When a lady combines a personal loveliness with an alert and confident mind, the result is apt to be arresting. Arresting is the word for Joan Bennett. A rush of events had filled her visit in New York—renewing old confidences with her mother. (This was the last time Joan was to see her mother alive. A few days after returning to Hollywood she was called East by the sudden death of her mother—the late Adrienne Morrison of stage fame.) Seeing a Broadway show or two, stopping in at a few of the night clubs, making side trips to Washington, Boston and other cities. And in the center, as the chief reason for her New York visit, the premiere of Walter Wanger's production of Foreign Correspondent. She was proud of its success, of the acclaim given its stars, Joel McCrea, Laraine Day, Herbert Marshall, and its director, Alfred Hitchcock.

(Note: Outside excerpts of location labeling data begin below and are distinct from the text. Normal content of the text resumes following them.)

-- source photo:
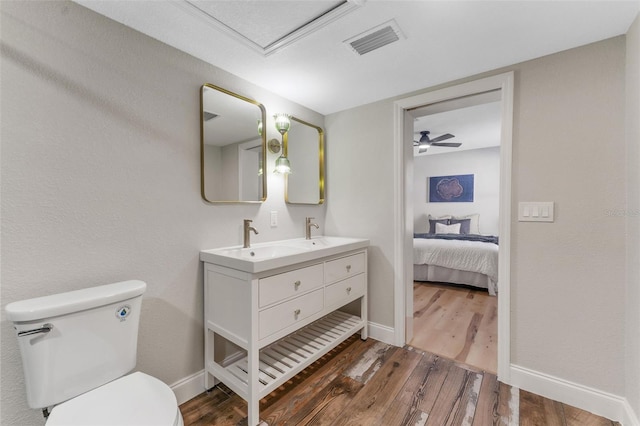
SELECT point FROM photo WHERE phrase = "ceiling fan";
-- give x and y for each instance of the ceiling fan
(424, 143)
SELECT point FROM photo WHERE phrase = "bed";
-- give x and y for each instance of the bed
(456, 258)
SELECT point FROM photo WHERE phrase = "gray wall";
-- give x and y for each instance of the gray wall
(568, 277)
(632, 338)
(101, 179)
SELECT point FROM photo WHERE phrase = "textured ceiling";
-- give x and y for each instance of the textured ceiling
(444, 40)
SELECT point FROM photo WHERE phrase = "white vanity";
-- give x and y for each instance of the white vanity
(274, 308)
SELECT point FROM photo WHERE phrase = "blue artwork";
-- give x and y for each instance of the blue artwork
(451, 189)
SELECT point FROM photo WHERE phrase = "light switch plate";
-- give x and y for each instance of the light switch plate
(535, 211)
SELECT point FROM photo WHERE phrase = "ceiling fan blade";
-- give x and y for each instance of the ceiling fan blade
(443, 137)
(449, 144)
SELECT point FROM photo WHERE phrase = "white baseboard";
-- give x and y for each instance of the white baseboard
(382, 333)
(630, 417)
(189, 387)
(604, 404)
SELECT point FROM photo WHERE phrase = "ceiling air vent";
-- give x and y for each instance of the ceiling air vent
(209, 115)
(375, 38)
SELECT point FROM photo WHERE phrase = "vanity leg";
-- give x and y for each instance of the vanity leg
(253, 404)
(364, 333)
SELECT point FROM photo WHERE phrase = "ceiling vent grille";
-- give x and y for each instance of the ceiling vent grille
(375, 38)
(209, 115)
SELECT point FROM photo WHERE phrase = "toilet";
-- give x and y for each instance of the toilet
(78, 349)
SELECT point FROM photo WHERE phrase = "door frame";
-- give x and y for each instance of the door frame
(403, 208)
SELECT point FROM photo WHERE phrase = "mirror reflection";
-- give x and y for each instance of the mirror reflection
(232, 149)
(305, 150)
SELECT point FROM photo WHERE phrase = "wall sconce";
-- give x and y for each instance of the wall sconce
(283, 122)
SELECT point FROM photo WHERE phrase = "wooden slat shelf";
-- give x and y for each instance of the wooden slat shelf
(285, 358)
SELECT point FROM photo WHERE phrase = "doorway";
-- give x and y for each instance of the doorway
(403, 206)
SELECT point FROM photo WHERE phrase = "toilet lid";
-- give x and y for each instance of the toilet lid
(135, 399)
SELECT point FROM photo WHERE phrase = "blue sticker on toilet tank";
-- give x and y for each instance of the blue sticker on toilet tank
(123, 312)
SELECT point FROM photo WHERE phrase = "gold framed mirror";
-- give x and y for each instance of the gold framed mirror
(232, 148)
(304, 145)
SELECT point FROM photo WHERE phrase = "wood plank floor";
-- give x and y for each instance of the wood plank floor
(460, 323)
(372, 383)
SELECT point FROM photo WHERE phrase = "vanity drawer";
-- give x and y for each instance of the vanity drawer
(344, 267)
(345, 291)
(282, 286)
(288, 313)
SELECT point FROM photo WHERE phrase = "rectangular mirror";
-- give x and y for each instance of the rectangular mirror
(305, 150)
(232, 148)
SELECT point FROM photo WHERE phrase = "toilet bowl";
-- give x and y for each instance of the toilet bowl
(78, 350)
(135, 399)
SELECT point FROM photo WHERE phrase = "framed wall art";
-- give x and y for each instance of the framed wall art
(450, 189)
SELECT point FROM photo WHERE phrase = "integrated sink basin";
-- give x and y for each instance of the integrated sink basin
(264, 256)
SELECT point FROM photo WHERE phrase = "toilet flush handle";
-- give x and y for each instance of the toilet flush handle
(44, 329)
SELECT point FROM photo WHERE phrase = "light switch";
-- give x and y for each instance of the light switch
(535, 211)
(545, 211)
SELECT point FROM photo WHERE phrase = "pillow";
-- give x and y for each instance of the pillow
(447, 229)
(465, 225)
(447, 216)
(433, 222)
(474, 226)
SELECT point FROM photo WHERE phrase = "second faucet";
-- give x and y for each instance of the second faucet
(247, 229)
(308, 226)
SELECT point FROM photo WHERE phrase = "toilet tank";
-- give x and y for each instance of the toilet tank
(93, 339)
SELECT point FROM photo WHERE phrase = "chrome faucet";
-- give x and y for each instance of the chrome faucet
(308, 226)
(247, 229)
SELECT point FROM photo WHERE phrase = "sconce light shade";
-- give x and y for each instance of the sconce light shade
(282, 165)
(283, 122)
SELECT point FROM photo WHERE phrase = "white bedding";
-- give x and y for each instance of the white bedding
(472, 256)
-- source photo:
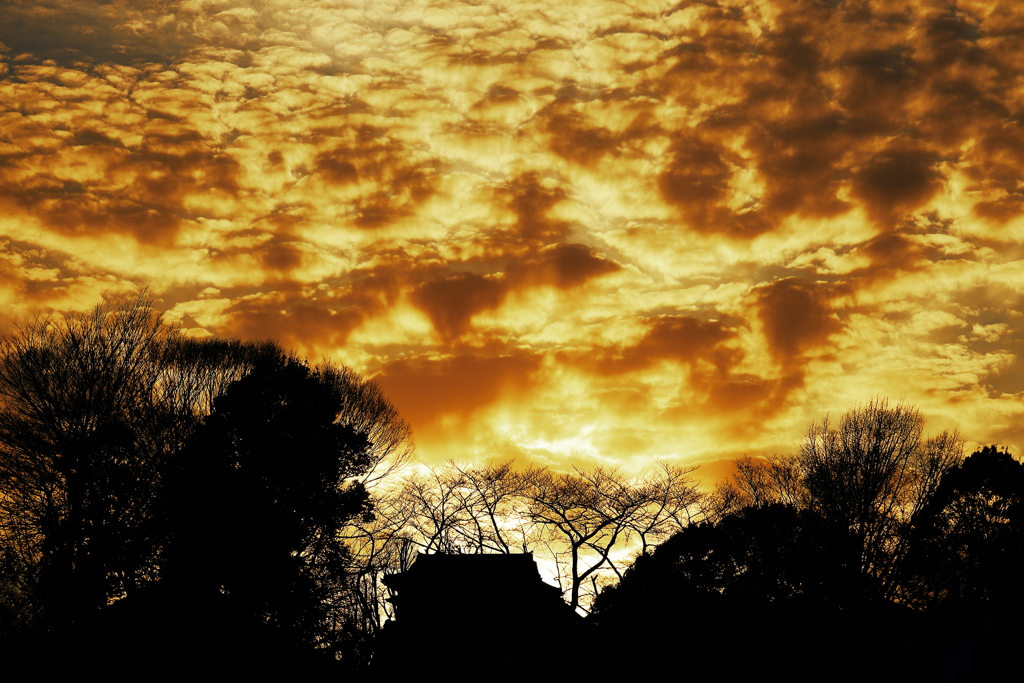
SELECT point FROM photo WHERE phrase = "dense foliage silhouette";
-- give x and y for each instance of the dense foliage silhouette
(139, 467)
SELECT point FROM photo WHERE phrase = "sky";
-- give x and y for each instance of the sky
(571, 233)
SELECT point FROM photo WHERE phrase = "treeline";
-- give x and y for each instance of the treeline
(584, 527)
(871, 554)
(229, 491)
(138, 466)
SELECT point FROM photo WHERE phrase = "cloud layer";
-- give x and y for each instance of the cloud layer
(605, 231)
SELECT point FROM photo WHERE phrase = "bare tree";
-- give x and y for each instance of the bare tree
(80, 434)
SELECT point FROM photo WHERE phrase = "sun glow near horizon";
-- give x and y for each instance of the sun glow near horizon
(599, 233)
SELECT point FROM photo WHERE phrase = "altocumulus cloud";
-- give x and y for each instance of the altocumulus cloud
(605, 231)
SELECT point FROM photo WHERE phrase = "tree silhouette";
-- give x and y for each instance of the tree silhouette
(868, 476)
(967, 546)
(81, 432)
(259, 497)
(100, 416)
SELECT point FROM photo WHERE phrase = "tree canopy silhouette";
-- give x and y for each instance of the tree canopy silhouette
(260, 494)
(130, 454)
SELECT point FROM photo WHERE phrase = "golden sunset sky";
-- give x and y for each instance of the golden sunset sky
(566, 232)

"I'd like to see all of Hitchcock's pictures, especially the one where an important scene is played only by a man's hand, which you see on the banister as he walks downstairs," she said. "Hitchcock believes in letting the audience use its imagination."

She found her own imagination stimulated by Foreign Correspondent, in spite of her familiarity with the dialogue and situations. She had seen numerous "rushes" of the film in Hollywood, but she adds she is not the movie addict her husband is. "He can't get enough of pictures," she laughed.